Le 3 septembre 2026, la Commission Nationale de l’Informatique et des Libertés (CNIL) a infligé une amende de 500 000 euros à l’Hôpital Privé de la Loire pour ne pas avoir mis en œuvre des mes adéquates pour asr la sécurité des données de ses patients et de certains de leurs proches.

Contexte factuel

Au cours de l’été 2025, un attaquant a réussi à accéder au dossier patient informatisé (DPI) de l’Hôpital Privé de la Loire, qui centralise les données des personnes prises en charge. Ce piratage a permis à l’individu d’accéder aux informations de 524 867 patients, incluant des données de santé, ainsi qu’à celles de 202 246 personnes désignées comme « tiers de confiance ».

Suite à cette violation, la CNIL a effectué un contrôle qui a révélé plusieurs manquements de l’établissement aux obligations du règlement général sur la protection des données (RGPD). En conséquence, la formation restreinte de la CNIL a prononcé l’amende, prenant en compte la violation des principes de sécurité, le nombre de personnes affectées et la nature des données compromises.

Données ou statistiques

La formation restreinte a constaté que l’Hôpital Privé de la Loire n’avait pas mis en place des mes de sécurité élémentaires. La procédure d’authentification pour accéder au DPI n’était pas suffisamment robuste, notamment en raison de l’absence de VPN et d’authentification multifacteur. De plus, la politique d’habilitation ne tenait pas compte des équipes de soins, permettant ainsi à l’attaquant d’accéder à l’intégralité des données des patients en utilisant un seul compte.

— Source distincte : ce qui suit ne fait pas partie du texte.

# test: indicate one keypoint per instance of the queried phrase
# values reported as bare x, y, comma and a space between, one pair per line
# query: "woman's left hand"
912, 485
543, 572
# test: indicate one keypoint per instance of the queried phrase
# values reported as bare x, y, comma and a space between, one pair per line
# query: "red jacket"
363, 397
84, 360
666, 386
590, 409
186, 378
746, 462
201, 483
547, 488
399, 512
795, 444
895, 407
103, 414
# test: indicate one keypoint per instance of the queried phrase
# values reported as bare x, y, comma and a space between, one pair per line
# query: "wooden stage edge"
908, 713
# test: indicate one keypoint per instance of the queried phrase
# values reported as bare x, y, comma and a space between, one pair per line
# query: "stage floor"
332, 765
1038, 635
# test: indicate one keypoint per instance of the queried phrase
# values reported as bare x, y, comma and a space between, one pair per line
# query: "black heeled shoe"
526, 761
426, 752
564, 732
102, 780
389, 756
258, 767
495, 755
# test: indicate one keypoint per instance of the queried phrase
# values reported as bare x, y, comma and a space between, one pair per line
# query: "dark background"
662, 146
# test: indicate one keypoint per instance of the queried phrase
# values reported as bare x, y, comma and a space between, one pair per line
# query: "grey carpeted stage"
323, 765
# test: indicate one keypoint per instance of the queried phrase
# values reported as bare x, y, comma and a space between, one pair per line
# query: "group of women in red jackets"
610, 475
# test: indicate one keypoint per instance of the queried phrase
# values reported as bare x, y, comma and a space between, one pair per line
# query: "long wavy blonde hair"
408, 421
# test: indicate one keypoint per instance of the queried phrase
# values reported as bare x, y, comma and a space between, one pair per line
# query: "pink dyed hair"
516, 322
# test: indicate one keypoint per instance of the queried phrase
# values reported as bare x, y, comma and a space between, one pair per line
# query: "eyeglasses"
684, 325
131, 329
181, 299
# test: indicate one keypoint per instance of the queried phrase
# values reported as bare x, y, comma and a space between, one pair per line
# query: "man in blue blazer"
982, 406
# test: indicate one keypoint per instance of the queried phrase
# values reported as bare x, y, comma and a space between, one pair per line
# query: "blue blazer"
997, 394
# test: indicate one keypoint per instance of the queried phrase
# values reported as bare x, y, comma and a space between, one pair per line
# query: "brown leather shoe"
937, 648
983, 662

En outre, l’hôpital n’avait pas de système pour détecter une activité suspecte en temps réel. Cela a permis à l’attaquant de naviguer dans le DPI pendant plusieurs jours, extrayant un volume important de données sans alerte.

Conséquence directe

La CNIL a également noté que seuls les patients concernés par la violation avaient été informés, tandis que les 202 246 tiers de confiance n’avaient reçu aucune information, les privant des détails nécessaires pour comprendre l’attaque et ses conséquences.

Source : CNIL.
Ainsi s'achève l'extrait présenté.